Bob Ehrlich, CEO of DTC Perspectives magazine, the host of the conference, sounded the warning call in his opening remarks.
While saying that he was generally pleased with the way the industry progressed in 2005, particularly with a self-examination that resulted in the Pharmaceutical Research and Manufacturers of America advertising guidelines, Mr. Ehrlich said he can envision several scenarios that would put DTC advertising at risk in the future.
"Despite talk of First Amendment rights, [DTC] can be legislated away," said Mr. Ehrlich, the former VP-consumer marketing for Parke-Davis, responsible for the launch of Lipitor. "I can see the Food and Drug Administration attacked by a Democratic Congress for not doing enough, and making changes," he added.
He mentioned several other problems that could put DTC at risk, including the PhRMA guidelines not being followed and another Vioxx-type withdrawal from the market. "That," Mr. Ehrlich said, "would accelerate the process and really put some traction behind [opponents of DTC] this time."
But the biggest danger to DTC would be legislative.
Jim Davidson, president-government relations firm Davidson & Co., echoed Mr. Ehrlich's thoughts with a presentation that was media- and government-centric. Mr. Davidson was incredulous that several major print outlets have called for an end to DTC, or at least a moratorium on ads, when "two-thirds to three-quarters of their revenue is dependent on advertising."

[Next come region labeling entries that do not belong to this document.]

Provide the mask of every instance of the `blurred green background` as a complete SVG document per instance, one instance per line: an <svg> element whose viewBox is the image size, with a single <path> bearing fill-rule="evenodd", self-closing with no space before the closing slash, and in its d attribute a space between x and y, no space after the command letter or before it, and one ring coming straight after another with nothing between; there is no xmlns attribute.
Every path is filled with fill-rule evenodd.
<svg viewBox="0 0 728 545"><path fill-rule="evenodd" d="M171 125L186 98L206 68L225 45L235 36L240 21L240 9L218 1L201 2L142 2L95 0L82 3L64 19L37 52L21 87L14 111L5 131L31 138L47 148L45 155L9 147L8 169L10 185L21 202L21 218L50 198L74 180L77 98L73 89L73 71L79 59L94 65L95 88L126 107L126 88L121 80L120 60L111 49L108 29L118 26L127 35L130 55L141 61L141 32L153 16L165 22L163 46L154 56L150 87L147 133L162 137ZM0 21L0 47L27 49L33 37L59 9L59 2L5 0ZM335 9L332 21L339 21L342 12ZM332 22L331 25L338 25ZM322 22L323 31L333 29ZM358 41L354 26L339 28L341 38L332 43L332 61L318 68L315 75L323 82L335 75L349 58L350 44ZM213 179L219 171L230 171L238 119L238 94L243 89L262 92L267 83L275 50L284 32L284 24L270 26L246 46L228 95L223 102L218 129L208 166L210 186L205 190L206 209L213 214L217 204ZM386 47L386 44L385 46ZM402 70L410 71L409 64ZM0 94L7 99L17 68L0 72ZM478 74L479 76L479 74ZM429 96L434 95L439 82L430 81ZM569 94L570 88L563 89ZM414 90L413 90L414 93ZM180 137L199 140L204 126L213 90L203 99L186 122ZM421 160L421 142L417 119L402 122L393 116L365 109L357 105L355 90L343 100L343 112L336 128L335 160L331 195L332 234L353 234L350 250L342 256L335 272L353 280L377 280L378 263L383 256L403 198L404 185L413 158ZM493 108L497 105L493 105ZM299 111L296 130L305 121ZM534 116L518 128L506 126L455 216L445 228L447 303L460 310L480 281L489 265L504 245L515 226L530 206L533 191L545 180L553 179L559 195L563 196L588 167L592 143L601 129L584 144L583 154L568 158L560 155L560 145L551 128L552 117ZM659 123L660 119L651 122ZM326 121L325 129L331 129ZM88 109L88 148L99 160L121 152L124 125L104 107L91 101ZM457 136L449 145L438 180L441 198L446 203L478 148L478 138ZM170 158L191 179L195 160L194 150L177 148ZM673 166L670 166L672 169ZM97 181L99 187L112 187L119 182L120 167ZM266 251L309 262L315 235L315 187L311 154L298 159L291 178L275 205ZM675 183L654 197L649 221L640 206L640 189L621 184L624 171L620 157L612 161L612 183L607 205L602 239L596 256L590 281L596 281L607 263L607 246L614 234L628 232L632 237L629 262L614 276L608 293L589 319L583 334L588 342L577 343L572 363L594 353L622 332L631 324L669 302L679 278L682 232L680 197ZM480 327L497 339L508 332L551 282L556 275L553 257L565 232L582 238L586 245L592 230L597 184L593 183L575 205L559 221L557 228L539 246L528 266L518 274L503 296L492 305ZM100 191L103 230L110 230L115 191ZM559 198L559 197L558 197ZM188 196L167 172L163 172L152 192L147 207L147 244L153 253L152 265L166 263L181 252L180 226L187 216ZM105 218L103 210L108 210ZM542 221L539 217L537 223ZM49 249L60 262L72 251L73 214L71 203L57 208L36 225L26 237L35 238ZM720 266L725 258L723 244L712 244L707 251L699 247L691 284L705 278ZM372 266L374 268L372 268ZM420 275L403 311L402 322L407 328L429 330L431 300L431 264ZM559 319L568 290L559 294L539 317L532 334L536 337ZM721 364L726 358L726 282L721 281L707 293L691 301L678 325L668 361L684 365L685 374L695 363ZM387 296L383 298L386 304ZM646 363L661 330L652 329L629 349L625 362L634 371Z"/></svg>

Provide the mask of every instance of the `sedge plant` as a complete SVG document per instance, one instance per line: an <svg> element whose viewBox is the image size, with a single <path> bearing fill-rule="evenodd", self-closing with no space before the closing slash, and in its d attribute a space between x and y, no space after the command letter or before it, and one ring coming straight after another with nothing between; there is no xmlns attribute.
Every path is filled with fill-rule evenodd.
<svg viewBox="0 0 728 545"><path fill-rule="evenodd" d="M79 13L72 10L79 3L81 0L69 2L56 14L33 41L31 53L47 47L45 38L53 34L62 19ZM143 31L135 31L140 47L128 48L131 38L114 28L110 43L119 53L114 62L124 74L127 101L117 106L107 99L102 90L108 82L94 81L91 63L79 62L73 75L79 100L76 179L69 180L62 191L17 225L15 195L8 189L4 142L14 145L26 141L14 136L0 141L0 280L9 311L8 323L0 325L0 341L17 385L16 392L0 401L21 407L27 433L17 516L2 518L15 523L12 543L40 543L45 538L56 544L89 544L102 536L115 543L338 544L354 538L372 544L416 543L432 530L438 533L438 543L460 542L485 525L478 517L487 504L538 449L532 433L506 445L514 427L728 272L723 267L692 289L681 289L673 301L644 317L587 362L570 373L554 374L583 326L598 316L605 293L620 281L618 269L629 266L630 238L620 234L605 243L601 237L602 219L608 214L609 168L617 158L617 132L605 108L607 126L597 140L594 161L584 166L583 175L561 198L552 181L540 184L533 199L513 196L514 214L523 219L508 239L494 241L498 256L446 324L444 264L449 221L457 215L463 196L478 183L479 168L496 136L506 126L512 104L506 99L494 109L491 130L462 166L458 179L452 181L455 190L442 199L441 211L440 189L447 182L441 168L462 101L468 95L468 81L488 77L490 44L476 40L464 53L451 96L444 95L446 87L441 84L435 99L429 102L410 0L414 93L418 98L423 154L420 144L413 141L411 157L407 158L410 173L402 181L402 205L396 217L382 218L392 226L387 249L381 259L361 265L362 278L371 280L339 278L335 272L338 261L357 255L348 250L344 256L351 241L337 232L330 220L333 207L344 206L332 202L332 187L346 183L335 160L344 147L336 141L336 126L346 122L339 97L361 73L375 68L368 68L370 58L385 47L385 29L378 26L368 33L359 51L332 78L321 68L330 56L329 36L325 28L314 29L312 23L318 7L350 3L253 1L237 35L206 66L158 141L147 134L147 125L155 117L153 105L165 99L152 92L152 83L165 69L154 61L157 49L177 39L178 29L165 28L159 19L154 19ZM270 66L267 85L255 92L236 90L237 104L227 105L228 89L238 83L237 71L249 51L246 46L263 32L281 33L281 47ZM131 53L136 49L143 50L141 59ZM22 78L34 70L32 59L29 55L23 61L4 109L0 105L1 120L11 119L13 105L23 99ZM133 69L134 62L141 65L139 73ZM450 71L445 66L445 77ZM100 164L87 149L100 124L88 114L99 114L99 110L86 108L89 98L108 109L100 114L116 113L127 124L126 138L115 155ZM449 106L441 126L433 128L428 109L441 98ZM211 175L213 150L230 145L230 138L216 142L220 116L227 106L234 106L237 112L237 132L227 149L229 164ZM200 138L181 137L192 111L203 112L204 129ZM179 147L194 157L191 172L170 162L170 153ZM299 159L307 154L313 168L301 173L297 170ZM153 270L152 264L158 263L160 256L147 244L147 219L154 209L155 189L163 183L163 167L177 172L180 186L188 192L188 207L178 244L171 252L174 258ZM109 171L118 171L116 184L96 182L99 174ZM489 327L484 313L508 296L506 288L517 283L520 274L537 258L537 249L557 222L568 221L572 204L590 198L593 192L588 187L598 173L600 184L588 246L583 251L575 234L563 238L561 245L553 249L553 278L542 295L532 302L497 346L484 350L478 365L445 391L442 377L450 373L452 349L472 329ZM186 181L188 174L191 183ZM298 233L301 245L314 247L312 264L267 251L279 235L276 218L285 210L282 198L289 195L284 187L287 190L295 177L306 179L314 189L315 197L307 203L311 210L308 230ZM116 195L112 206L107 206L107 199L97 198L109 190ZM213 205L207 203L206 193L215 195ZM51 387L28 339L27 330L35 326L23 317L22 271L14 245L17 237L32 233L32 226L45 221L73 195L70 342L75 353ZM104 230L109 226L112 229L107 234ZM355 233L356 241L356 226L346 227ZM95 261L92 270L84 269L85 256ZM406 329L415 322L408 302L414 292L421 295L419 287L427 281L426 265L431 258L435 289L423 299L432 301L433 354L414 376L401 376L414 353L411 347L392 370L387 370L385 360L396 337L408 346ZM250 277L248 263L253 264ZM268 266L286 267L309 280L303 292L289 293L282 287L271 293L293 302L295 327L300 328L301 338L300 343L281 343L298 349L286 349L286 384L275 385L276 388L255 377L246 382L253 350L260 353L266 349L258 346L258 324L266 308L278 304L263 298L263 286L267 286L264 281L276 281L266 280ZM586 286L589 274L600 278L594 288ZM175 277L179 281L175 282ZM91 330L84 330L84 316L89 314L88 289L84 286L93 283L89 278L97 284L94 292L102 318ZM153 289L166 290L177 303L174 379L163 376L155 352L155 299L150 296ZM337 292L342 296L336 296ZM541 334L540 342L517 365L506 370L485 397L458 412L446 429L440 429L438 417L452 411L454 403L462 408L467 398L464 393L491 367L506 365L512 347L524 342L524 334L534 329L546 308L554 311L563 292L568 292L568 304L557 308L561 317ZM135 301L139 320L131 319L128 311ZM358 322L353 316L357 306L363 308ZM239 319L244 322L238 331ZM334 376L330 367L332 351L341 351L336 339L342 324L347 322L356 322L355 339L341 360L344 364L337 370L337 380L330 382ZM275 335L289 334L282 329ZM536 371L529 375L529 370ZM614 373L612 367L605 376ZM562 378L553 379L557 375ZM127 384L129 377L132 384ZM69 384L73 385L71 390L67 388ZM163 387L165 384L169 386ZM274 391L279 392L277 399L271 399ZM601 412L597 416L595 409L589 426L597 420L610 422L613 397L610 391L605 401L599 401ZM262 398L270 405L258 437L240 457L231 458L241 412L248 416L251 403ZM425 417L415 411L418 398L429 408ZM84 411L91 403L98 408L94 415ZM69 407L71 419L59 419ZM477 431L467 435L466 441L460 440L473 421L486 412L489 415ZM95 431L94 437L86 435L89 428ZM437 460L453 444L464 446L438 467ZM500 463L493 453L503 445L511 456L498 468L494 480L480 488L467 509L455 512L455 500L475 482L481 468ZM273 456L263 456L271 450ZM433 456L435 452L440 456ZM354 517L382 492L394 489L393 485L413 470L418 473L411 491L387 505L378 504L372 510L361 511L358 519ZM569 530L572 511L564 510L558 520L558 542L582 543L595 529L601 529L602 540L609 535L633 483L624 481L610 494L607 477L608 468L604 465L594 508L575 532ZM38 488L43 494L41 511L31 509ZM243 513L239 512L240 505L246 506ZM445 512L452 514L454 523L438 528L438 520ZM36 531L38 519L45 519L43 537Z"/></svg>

He also took Advertising Age to task for a 2005 editorial that called for a moratorium on consumer advertising of new prescription drugs and restrictions on marketing as "a pro-consumer move."
"I didn't see where they said anything about the restriction of information to consumers," he said.
Mr. Davidson said the 109th Congress has already focused a great deal of attention on DTC, and is likely to do more in the fall. Where Mr. Ehrlich said he could see problems if a Democratic Congress is elected, Mr. Davidson said it could happen as soon as the next session. He mentioned the negotiations involving the Prescription Drug User Fee Act IV, also known as PDUFA. Pharma companies pay a fee to the Food and Drug Administration to put a drug through the regulatory process. In turn, the FDA guarantees a drug maker what is known as a "date certain"-approval or denial of the drug by a pre-determined date.
Clinical trial fee rates
According to the Department of Health and Human Services, the fee rates are as high as $767,400 for an application for clinical trial. In 2004, PDUFA brought in $259 million for the FDA, or almost half the agency's budget for drug approvals.
"There's no doubt in these hearings this fall, you'll hear DTC regulations raised again," Mr. Davidson said.